Minggu, 20 Maret 2011

[KLIPING] Indonesia “Generasi Hafalan”

Oleh Slamet A Sjukur

Sumber : http://dgi-indonesia.com/indonesia-generasi-hafalan/

Dalam film ARTIFICIAL INTELLIGENCE, Spielberg menunjukkan robot-robot yang diprogram lebih manusiawi dari manusia, dan dihancurkan oleh manusia yang kodratnya lengkap (dengan plus dan minusnya). Tapi akhirnya dibela juga oleh manusia lain.
Sementara kurikulum kita selama ini memimpikan anak-anak kita menjadi ROBOT yang cerdas sempurna.
Ada orang-orang pintar berhati mulya yang menganjurkan menjadi manusia seutuhnya, suatu anjuran penuh dengan kesungguhan yang sangat mengharukan, tapi tidak tahu bagaimana menyusun strategi operasional yang diperlukan.
Perkara niat baik, kita tidak berkekurangan, begitu pula jumlah peraturan, apa saja ada, bahkan secara nyata potensi alam Indonesia sangat luar biasa jika dibandingkan dengan yang ada di negara-negara lain.
Tapi mengapa kita miskin, baik lahir maupun batin?

Menurut dr.H.Taufik Pasiak, M.Pd., konon didalam pameran “Otak-Otak se-Dunia” banyak pengunjung yang tertarik otak Indonesia yang diyakini lebih unggul dari otak Jepang, karena keadaannya masih murni, bersih dan segar, sebab jarang dipakai (1)

Di luar dugaan, ada penemuan mutakhir yang sangat penting, meyakinkan dan membesarkan hati. Meyakinkan karena merupakan hasil dari kerja keras puluhan tahun dua orang yang bermartabat ilmuwan, bukan orang partai atau DPR.

Dalam bukunya yang sudah diterjemahkan ke dalam bahasa Indonesia, Robert Dick-Read akhirnya yakin bahwa yang pertama mengarungi samudra bukan Bartholomeo Diaz (Portugis), bukan Colombus yang kesasar ke benua Amerika, bahkan bukan Cheng Ho (Tiongkok). Pada abad-5 manusia-manusia dari Nusantara sudah bisa mencapai Afrika, membuka tambang emas di sana, juga menolong India membawakan dagangannya sampai ke Roma (2).

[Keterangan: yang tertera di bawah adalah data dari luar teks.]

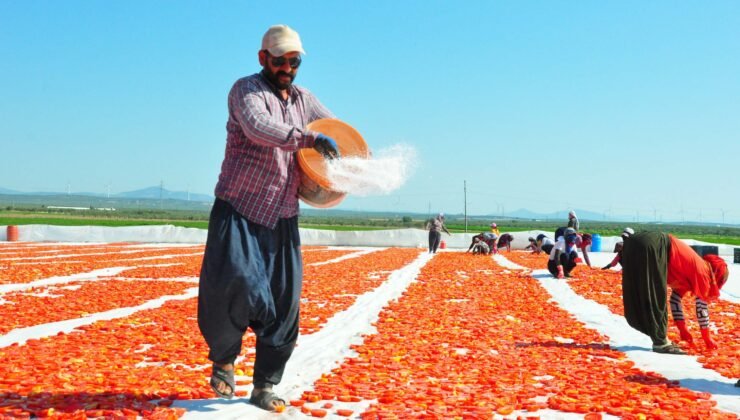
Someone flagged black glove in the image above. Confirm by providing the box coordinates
[313,134,339,159]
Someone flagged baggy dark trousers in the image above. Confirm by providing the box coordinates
[429,230,442,252]
[621,232,671,346]
[198,199,303,387]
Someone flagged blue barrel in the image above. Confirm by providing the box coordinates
[591,233,601,252]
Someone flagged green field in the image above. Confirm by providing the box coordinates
[0,210,740,245]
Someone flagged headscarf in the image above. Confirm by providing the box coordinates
[703,254,727,289]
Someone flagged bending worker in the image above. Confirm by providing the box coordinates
[427,213,452,254]
[547,228,578,279]
[621,232,729,354]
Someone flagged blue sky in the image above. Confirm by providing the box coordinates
[0,0,740,222]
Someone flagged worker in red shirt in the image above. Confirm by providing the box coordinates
[576,233,593,267]
[621,232,729,354]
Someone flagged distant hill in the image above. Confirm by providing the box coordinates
[111,187,214,202]
[0,187,214,202]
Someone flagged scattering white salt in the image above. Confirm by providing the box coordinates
[327,144,417,196]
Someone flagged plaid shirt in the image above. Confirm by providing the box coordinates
[215,73,334,228]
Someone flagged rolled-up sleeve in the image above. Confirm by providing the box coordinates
[229,82,314,151]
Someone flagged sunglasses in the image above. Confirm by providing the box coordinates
[265,51,303,69]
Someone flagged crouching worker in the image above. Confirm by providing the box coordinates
[547,228,578,279]
[468,232,496,254]
[621,232,729,354]
[496,233,514,252]
[468,236,491,255]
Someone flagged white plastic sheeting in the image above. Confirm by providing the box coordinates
[0,225,734,256]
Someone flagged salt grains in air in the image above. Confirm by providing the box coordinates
[327,145,417,196]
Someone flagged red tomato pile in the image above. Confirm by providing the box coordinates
[0,241,420,418]
[302,253,735,418]
[0,244,736,418]
[506,252,740,378]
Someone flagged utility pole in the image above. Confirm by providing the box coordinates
[463,180,468,233]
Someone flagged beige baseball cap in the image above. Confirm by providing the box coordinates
[262,25,306,57]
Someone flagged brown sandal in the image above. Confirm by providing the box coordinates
[653,343,686,354]
[249,390,285,411]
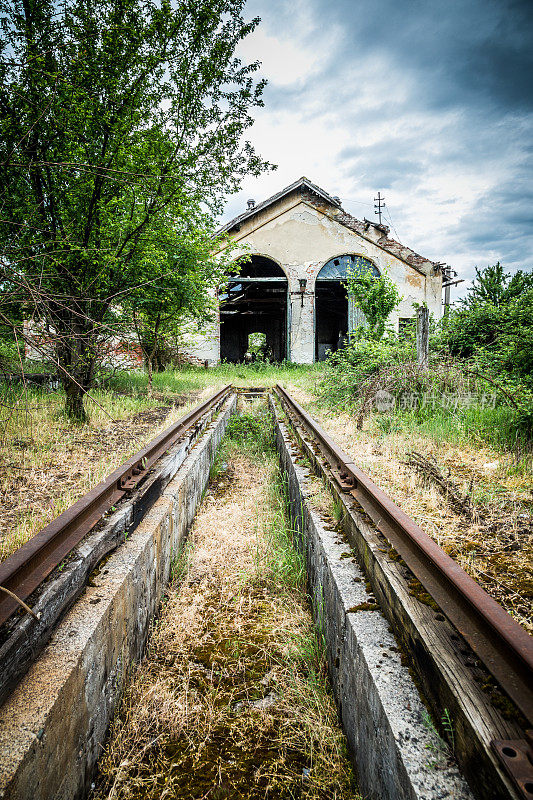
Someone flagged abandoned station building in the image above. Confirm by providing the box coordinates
[181,178,442,364]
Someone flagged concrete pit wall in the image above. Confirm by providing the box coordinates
[0,395,236,800]
[276,404,472,800]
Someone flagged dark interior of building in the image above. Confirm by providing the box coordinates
[315,280,348,361]
[219,256,287,363]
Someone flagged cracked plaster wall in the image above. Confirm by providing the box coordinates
[179,196,442,364]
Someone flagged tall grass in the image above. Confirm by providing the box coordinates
[106,362,322,394]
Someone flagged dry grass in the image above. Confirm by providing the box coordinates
[289,386,533,633]
[95,410,355,800]
[0,389,209,561]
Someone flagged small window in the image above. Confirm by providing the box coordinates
[398,317,416,339]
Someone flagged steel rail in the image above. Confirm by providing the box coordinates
[0,384,231,625]
[275,384,533,725]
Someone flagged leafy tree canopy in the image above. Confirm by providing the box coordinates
[0,0,270,417]
[345,265,402,339]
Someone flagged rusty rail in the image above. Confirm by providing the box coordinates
[0,384,231,625]
[275,384,533,726]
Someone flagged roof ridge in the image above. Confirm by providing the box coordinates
[216,175,342,235]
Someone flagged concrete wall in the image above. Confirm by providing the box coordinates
[182,196,442,364]
[0,397,235,800]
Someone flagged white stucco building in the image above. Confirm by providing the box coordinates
[181,178,442,364]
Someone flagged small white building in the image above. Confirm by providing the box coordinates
[184,178,442,364]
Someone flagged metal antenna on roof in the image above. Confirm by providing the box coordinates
[374,192,385,225]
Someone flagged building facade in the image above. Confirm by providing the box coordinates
[183,178,442,364]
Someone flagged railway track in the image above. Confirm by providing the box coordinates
[274,384,533,800]
[0,385,533,800]
[0,385,231,703]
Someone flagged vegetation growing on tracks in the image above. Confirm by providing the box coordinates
[108,361,323,394]
[0,385,201,560]
[95,404,356,800]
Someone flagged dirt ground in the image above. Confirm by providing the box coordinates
[94,422,358,800]
[288,386,533,633]
[0,389,209,561]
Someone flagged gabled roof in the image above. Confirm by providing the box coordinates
[216,177,440,274]
[217,177,342,235]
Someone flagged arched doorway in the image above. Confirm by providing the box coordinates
[219,256,288,363]
[315,254,379,361]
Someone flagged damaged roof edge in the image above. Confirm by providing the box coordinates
[215,177,342,236]
[215,177,440,275]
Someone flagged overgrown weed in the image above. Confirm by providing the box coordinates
[95,405,358,800]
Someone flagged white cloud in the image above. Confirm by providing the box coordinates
[224,0,531,296]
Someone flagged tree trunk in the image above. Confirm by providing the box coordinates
[416,306,429,369]
[146,351,154,397]
[63,377,88,422]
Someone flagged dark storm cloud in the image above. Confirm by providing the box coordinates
[318,0,533,109]
[232,0,533,278]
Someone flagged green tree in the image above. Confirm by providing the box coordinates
[462,261,533,308]
[442,264,533,386]
[123,211,233,391]
[344,264,402,340]
[0,0,270,419]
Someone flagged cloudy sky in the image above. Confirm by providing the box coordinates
[224,0,533,294]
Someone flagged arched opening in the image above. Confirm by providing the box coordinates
[315,254,379,361]
[219,256,288,363]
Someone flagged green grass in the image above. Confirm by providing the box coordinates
[106,363,322,395]
[370,405,525,452]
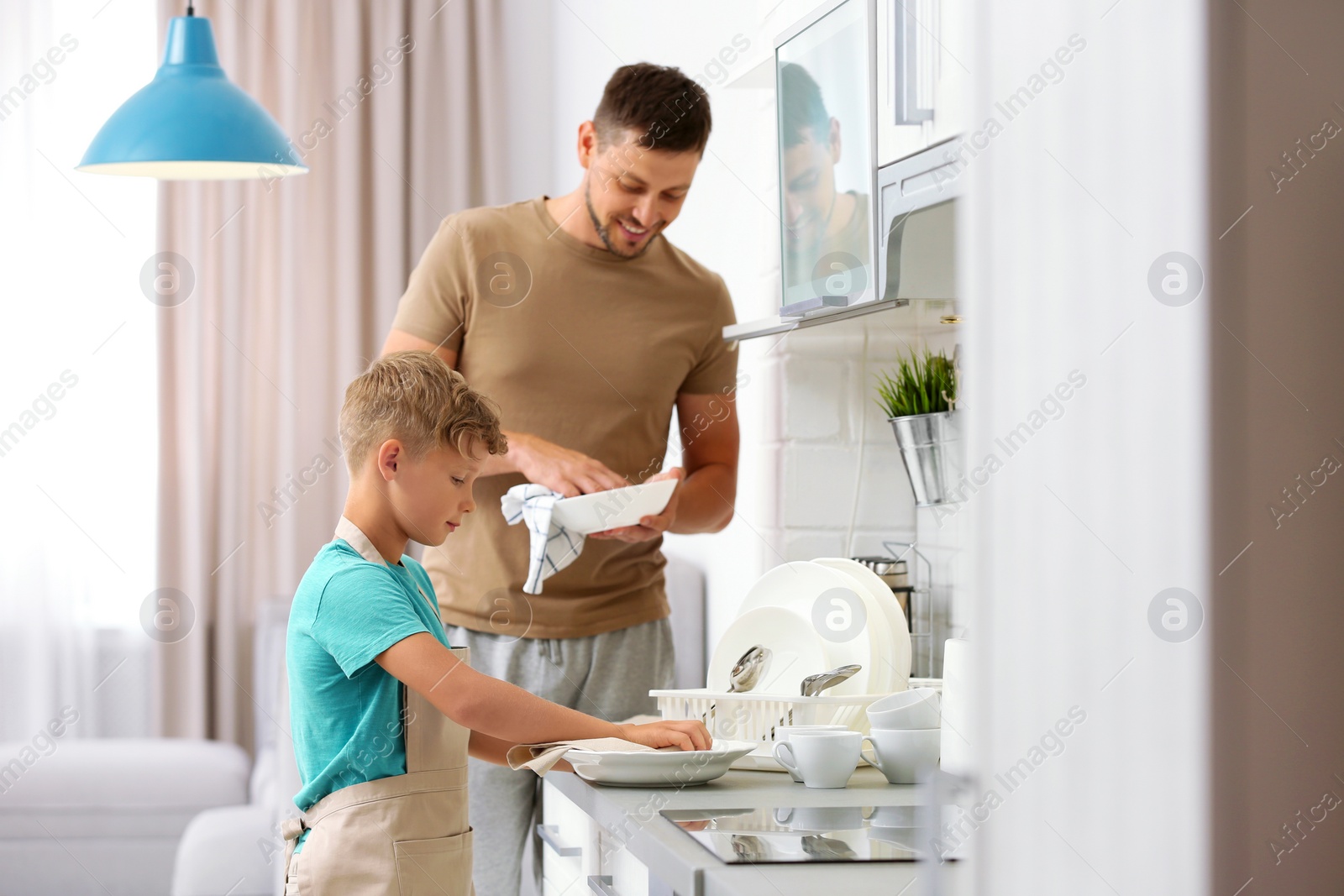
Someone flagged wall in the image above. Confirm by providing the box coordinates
[1208,0,1344,896]
[546,0,963,650]
[963,0,1210,896]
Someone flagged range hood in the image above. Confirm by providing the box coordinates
[723,137,969,341]
[878,137,965,305]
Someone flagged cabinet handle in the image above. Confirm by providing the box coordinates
[891,0,932,125]
[536,825,583,857]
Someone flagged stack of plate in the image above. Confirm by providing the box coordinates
[707,558,910,697]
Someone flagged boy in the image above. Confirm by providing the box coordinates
[285,352,710,896]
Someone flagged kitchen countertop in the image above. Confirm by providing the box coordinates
[546,767,970,896]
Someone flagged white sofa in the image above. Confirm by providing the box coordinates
[0,556,706,896]
[171,598,301,896]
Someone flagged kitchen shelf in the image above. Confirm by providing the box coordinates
[723,298,961,343]
[723,298,910,343]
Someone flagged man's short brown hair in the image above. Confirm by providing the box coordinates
[593,62,712,155]
[340,352,508,473]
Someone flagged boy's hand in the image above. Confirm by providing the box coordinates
[617,719,712,750]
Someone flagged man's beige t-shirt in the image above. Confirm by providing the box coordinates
[392,196,737,638]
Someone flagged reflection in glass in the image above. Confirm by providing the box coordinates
[777,0,872,304]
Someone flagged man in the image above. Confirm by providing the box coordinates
[780,63,869,301]
[383,63,738,896]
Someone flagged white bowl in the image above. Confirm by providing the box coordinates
[551,479,677,535]
[564,739,758,787]
[869,688,942,731]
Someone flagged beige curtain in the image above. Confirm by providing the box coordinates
[155,0,516,750]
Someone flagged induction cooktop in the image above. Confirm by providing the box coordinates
[661,806,956,865]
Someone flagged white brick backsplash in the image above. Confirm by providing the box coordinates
[784,358,849,441]
[782,442,858,529]
[858,439,916,531]
[784,529,845,563]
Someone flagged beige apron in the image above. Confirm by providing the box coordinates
[282,517,475,896]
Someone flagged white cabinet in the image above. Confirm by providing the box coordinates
[539,780,668,896]
[874,0,970,166]
[538,780,601,896]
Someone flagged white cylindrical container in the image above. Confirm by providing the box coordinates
[941,638,974,775]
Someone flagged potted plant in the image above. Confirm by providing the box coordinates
[878,348,965,506]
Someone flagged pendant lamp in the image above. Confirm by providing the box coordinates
[76,4,307,180]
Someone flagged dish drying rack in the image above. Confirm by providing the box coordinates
[858,542,941,688]
[649,679,942,771]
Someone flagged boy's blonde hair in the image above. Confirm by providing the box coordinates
[340,352,508,474]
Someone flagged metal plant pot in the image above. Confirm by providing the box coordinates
[887,411,965,506]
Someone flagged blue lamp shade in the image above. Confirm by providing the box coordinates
[76,16,307,180]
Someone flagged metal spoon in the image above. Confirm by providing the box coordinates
[802,665,863,697]
[728,643,770,693]
[701,643,770,736]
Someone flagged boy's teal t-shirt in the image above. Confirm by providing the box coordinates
[285,538,448,851]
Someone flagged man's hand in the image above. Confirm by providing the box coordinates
[589,466,685,544]
[508,432,629,498]
[617,719,712,750]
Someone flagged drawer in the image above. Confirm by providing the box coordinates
[538,782,596,893]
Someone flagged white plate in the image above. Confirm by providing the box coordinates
[551,479,677,535]
[738,560,870,696]
[706,607,833,697]
[564,740,757,787]
[813,558,911,693]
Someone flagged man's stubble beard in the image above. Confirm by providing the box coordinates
[583,179,663,260]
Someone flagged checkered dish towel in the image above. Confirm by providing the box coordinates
[500,482,583,594]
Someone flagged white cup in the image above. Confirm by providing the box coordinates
[774,731,863,789]
[774,726,849,784]
[869,688,942,728]
[863,728,942,784]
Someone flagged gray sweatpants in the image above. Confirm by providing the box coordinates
[448,619,676,896]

Prof. Arysio Santos, seorang Brasilia pakar geologi dan fisika nuklir, mengusut Atlantis, sebuah benua yang tenggelam yang diceritakan Plato, filosof Junani, dan kitab-kitab suci di seluruh dunia.
Ternyata keberadaan Atlantis betul-betul suatu fakta, bisa dilacak Santos secara ilmiah, dan dikuatkan  oleh hasil penelitian NOAA (National Oceanographic and Atmospheric Agency) dan penelitian dari satelit yang di lakukan NASA. Jadi bukan hanya dongeng fantasi seperti yang dikira sebelumnya

Atlantis, sebuah benua yang  pernah ada dan tenggelam karena bencana alam yang dahsat di jaman prasejarah. Sekitar 75.000 tahun yang silam, gunung api raksasa (dan ternyata gunung Toba di Sumatra) meletus, menyebabkan tsunami yang menenggelamkan sebuah benua. Dan masih dihantam lagi sekitar 11.600 tahun yang lalu oleh ledakan gunung berapi lain (gunung Krakatau, jauh sebelum ledakannya tahun 1883), yang mengakibatkan berakhirnya zaman es, karena gletser yang sudah berabad-abad itu mencair dan mengakibatkan naiknya permukaan samudra sampai sekitar 130 meter. Benua yang tenggelam itu menyisakan dataran-datarannya yang paling tinggi serta puncak gunung-gunung berapi.

Sisa itulah yang menjadi kepulauan Indonesia. Artinya benua Atlantis itu tidak lain dari bagian yang hilang dari Indonesia!


Artinya pula, Indonesia ternyata tempat lahirnya peradaban dunia. Mereka yang selamat dari katastrof prasejarah tersebut menjauh sampai ke Mesir dan tempat-tempat lain dengan membawa peradabannya (3).
Ini sangat membesarkan hati pada saat kita hampir putus asa melihat semakin merosotnya derajat bangsa kita karena ulah politik yang tidak berwawasan jauh dan akibatnya yang fatal terasa di semua bidang, termasuk pendidikan.

Kalau di awal kemerdekaan kita masih mengenal kejayaan sebagai pembangkit semangat Asia-Afrika, sampai-sampai Malaysia berguru pada kita, sekarang ini di pusat-pusat studi Indonesia di berbagai universitas di seluruh dunia, peminatnya menurun drastis dan bahkan nyaris ditutup. Indonesia sudah tidak punya daya tarik lagi.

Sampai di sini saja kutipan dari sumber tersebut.